Уход Кузькина из колхоза и попытка прожить вне его – это дерзость, равновеликая бунту. Масштаб не тот, и потому категории выглядят другими. На самом деле, природа одна. И тот же результат. Окоченевший Кузькин, уткнувшийся в ворота колхозной фермы, и жеребец Маяк, что был резвее казенных лошадей, а очутился на пепелище своей усадьбы, понуро свесив голову, – финалы одного порядка. Если бы это были финалы…

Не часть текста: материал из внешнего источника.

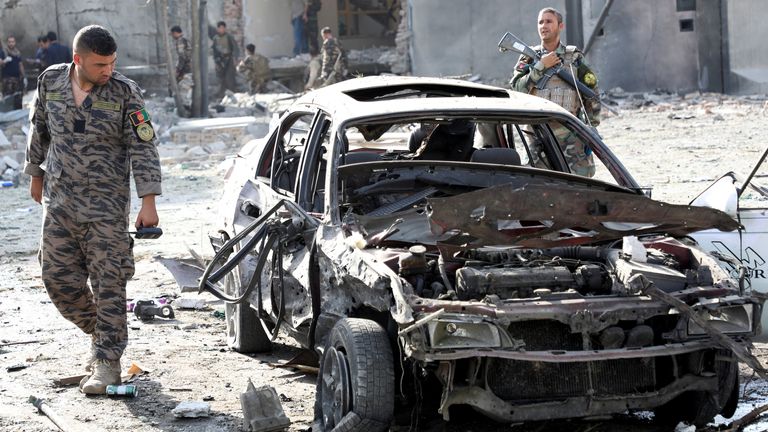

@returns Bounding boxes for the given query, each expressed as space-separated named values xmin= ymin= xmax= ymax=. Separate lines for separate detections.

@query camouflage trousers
xmin=2 ymin=77 xmax=22 ymax=109
xmin=247 ymin=76 xmax=268 ymax=94
xmin=553 ymin=124 xmax=596 ymax=178
xmin=39 ymin=210 xmax=134 ymax=361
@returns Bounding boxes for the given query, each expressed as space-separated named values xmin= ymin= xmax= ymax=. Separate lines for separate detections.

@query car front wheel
xmin=224 ymin=265 xmax=272 ymax=353
xmin=315 ymin=318 xmax=394 ymax=432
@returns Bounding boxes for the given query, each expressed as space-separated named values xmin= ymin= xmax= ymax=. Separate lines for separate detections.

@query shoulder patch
xmin=136 ymin=122 xmax=155 ymax=141
xmin=129 ymin=108 xmax=151 ymax=126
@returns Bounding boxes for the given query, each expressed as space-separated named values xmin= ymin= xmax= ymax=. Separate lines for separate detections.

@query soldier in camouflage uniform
xmin=23 ymin=25 xmax=162 ymax=395
xmin=318 ymin=27 xmax=348 ymax=87
xmin=510 ymin=7 xmax=600 ymax=177
xmin=211 ymin=21 xmax=239 ymax=97
xmin=1 ymin=36 xmax=26 ymax=109
xmin=171 ymin=26 xmax=193 ymax=108
xmin=236 ymin=43 xmax=270 ymax=94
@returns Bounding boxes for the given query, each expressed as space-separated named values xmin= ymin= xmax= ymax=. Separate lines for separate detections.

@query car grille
xmin=509 ymin=320 xmax=584 ymax=351
xmin=487 ymin=358 xmax=657 ymax=401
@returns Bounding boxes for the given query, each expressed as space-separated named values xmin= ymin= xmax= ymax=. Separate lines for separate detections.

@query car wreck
xmin=199 ymin=76 xmax=764 ymax=430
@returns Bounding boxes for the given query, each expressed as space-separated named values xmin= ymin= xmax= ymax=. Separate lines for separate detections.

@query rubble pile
xmin=604 ymin=87 xmax=768 ymax=120
xmin=0 ymin=107 xmax=31 ymax=189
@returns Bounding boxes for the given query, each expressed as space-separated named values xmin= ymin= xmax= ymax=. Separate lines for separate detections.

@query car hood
xmin=426 ymin=182 xmax=740 ymax=249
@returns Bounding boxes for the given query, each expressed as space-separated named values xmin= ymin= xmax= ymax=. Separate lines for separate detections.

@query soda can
xmin=106 ymin=384 xmax=138 ymax=397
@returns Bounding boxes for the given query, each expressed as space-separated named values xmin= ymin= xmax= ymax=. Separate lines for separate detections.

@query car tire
xmin=315 ymin=318 xmax=394 ymax=432
xmin=224 ymin=267 xmax=272 ymax=353
xmin=654 ymin=351 xmax=739 ymax=428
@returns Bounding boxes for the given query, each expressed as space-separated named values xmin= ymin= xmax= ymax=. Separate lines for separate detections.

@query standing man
xmin=510 ymin=7 xmax=600 ymax=177
xmin=24 ymin=25 xmax=162 ymax=395
xmin=44 ymin=31 xmax=73 ymax=66
xmin=170 ymin=25 xmax=193 ymax=108
xmin=318 ymin=27 xmax=347 ymax=87
xmin=305 ymin=0 xmax=322 ymax=53
xmin=236 ymin=43 xmax=270 ymax=94
xmin=211 ymin=21 xmax=239 ymax=97
xmin=1 ymin=36 xmax=26 ymax=109
xmin=291 ymin=0 xmax=308 ymax=56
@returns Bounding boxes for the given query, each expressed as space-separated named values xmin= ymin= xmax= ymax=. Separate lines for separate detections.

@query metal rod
xmin=28 ymin=396 xmax=76 ymax=432
xmin=738 ymin=145 xmax=768 ymax=198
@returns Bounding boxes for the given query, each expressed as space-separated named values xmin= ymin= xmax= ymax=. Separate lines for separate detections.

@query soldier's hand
xmin=135 ymin=195 xmax=159 ymax=229
xmin=541 ymin=51 xmax=561 ymax=69
xmin=30 ymin=176 xmax=43 ymax=203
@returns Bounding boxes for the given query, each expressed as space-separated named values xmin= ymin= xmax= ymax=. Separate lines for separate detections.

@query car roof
xmin=295 ymin=75 xmax=574 ymax=121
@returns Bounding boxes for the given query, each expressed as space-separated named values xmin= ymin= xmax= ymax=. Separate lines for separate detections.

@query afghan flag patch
xmin=129 ymin=108 xmax=151 ymax=126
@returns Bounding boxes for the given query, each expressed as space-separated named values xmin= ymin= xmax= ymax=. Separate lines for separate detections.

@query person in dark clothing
xmin=44 ymin=31 xmax=72 ymax=66
xmin=0 ymin=36 xmax=26 ymax=109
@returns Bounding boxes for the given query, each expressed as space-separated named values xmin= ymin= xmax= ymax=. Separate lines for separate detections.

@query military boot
xmin=85 ymin=334 xmax=97 ymax=372
xmin=80 ymin=359 xmax=121 ymax=394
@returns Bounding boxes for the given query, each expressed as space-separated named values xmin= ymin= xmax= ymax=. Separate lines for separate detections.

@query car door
xmin=228 ymin=110 xmax=324 ymax=345
xmin=690 ymin=147 xmax=768 ymax=338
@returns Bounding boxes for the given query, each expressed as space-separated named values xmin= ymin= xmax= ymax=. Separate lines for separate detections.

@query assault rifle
xmin=498 ymin=32 xmax=617 ymax=115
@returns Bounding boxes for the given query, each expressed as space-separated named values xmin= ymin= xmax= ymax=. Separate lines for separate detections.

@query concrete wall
xmin=583 ymin=0 xmax=700 ymax=93
xmin=243 ymin=0 xmax=338 ymax=57
xmin=410 ymin=0 xmax=567 ymax=83
xmin=725 ymin=0 xmax=768 ymax=94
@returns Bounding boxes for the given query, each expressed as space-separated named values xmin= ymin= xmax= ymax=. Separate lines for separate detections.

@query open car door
xmin=690 ymin=146 xmax=768 ymax=339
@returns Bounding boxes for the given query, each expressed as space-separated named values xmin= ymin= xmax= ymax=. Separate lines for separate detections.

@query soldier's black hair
xmin=246 ymin=43 xmax=255 ymax=54
xmin=73 ymin=25 xmax=117 ymax=56
xmin=46 ymin=31 xmax=58 ymax=41
xmin=217 ymin=21 xmax=227 ymax=28
xmin=38 ymin=35 xmax=48 ymax=43
xmin=170 ymin=25 xmax=183 ymax=34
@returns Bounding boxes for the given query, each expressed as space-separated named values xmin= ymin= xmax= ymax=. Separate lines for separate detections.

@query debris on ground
xmin=240 ymin=380 xmax=291 ymax=432
xmin=171 ymin=400 xmax=211 ymax=418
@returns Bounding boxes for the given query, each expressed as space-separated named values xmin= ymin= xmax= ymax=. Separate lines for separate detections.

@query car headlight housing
xmin=687 ymin=304 xmax=754 ymax=335
xmin=427 ymin=319 xmax=501 ymax=349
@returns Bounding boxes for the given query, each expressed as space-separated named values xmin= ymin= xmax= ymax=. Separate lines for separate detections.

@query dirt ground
xmin=2 ymin=92 xmax=768 ymax=432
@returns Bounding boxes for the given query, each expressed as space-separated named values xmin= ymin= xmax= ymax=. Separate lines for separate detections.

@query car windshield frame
xmin=325 ymin=110 xmax=641 ymax=224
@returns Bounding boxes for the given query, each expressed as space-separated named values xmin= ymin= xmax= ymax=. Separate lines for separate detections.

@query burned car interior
xmin=200 ymin=77 xmax=765 ymax=431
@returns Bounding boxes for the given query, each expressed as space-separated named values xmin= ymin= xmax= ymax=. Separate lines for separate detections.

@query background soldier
xmin=305 ymin=0 xmax=322 ymax=53
xmin=211 ymin=21 xmax=239 ymax=97
xmin=318 ymin=26 xmax=347 ymax=87
xmin=1 ymin=36 xmax=26 ymax=109
xmin=44 ymin=31 xmax=72 ymax=66
xmin=236 ymin=43 xmax=270 ymax=94
xmin=510 ymin=7 xmax=600 ymax=177
xmin=24 ymin=25 xmax=161 ymax=395
xmin=170 ymin=25 xmax=192 ymax=107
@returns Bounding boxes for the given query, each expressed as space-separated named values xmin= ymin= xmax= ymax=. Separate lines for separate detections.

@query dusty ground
xmin=2 ymin=92 xmax=768 ymax=432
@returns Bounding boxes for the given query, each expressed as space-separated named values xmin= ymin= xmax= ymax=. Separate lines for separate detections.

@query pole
xmin=200 ymin=0 xmax=209 ymax=114
xmin=158 ymin=0 xmax=187 ymax=117
xmin=191 ymin=0 xmax=202 ymax=117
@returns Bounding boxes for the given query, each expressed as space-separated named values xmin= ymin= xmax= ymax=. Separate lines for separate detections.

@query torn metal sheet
xmin=427 ymin=183 xmax=740 ymax=248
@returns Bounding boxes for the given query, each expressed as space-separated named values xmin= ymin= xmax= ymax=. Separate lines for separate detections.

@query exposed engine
xmin=396 ymin=240 xmax=719 ymax=301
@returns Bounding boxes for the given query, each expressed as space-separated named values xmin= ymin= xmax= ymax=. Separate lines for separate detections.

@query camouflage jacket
xmin=510 ymin=42 xmax=600 ymax=126
xmin=175 ymin=36 xmax=192 ymax=77
xmin=212 ymin=32 xmax=238 ymax=62
xmin=320 ymin=37 xmax=347 ymax=79
xmin=236 ymin=53 xmax=270 ymax=80
xmin=24 ymin=63 xmax=162 ymax=223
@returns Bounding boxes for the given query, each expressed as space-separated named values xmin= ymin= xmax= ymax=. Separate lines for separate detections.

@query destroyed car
xmin=200 ymin=76 xmax=763 ymax=430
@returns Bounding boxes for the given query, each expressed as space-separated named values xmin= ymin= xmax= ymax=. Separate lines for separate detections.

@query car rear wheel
xmin=315 ymin=318 xmax=394 ymax=432
xmin=224 ymin=266 xmax=272 ymax=353
xmin=654 ymin=350 xmax=739 ymax=428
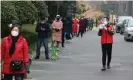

У Можаева финалов нет, а есть остановка. И это не в замысле, не в плане, а как бы складывается само собой. Как говорит недооцененный нашей критикой Петр Афанасиевич Булкин («История села Брёхово»): «Интересно, как же я мог написать про сегодняшний день, когда он еще не прошел? Во-первых, надо подождать, пока он пройдет, и посмотреть – что из этого получится. Во-вторых, надо еще написать…»
Чудом пережив собственный конец и даже прутья для кошевок не бросив, (длинные, гибкие, «хоть узлы вяжи из них, хоть кружева плети… Как шелковые»), Кузькин, как в сказке, «опятъ живой», и автор в последних строках повести признается: «Попытался было я продолжить рассказ, да не заладилось. А потом догадался: тут уж новые времена начинаются, новая история. А та – кончилась».
Так же и с романом, оставшимся ждать продолжения. О его плане (1969 год) свидетельствует Солженицын: «В эту поездку рассказал он мне о своем замысле «Мужиков и баб», – сперва цветущая деревня двадцатых годов, потом коллективизация и – отметный крестьянский мятеж, который в Пителенской округе произошел в девятьсот тридцатом».
Так же и с романом самого Солженицына «Красное колесо», «главным крестьянским героем» которого должен был стать Арсений Благодарев – писанный с Бориса Можаева командир партизанского полка в тамбовском мятеже, в Антоновщину. «И не дописан, как всё “Колесо”».
Связь времен ощущалась Можаевым крайне нелинейно и неоднонаправленно. То, что местом действия его основных вещей стал один район в разные времена, а собственное происхождение и житейские связи позволяли видеть родовые нити в их разных концах, переплетениях, ипостасях и деформациях, делало его видение очень объемным и изобилующим превращениями. Можно только удивляться, как все это удерживалось в одной голове. И еще удивляться – можаевской ответственности за достоверность: он очень держался правды своего конкретного знания, т. е. не он держался, а это знание держало его при себе и не отпускало. Жизнь словно бы избрала его своим рупором, доверив ему свою разноголосицу и свой хронометраж, а он не смел отступить и транслировал ее до последнего часа. Как говорит у него старший Оверченко («Земля ждет хозяина», 1965): «Земля – дело живое… Вот она, видишь, травка выросла, – указал он на высокий мятлик. – А на тот год здесь все по-другому вырастет, и метелки будут не те. А наше дело – чувствовать, как оно растет, и способствовать этому». Вот по этим метелкам он и различал движение времени. Они его индикатор.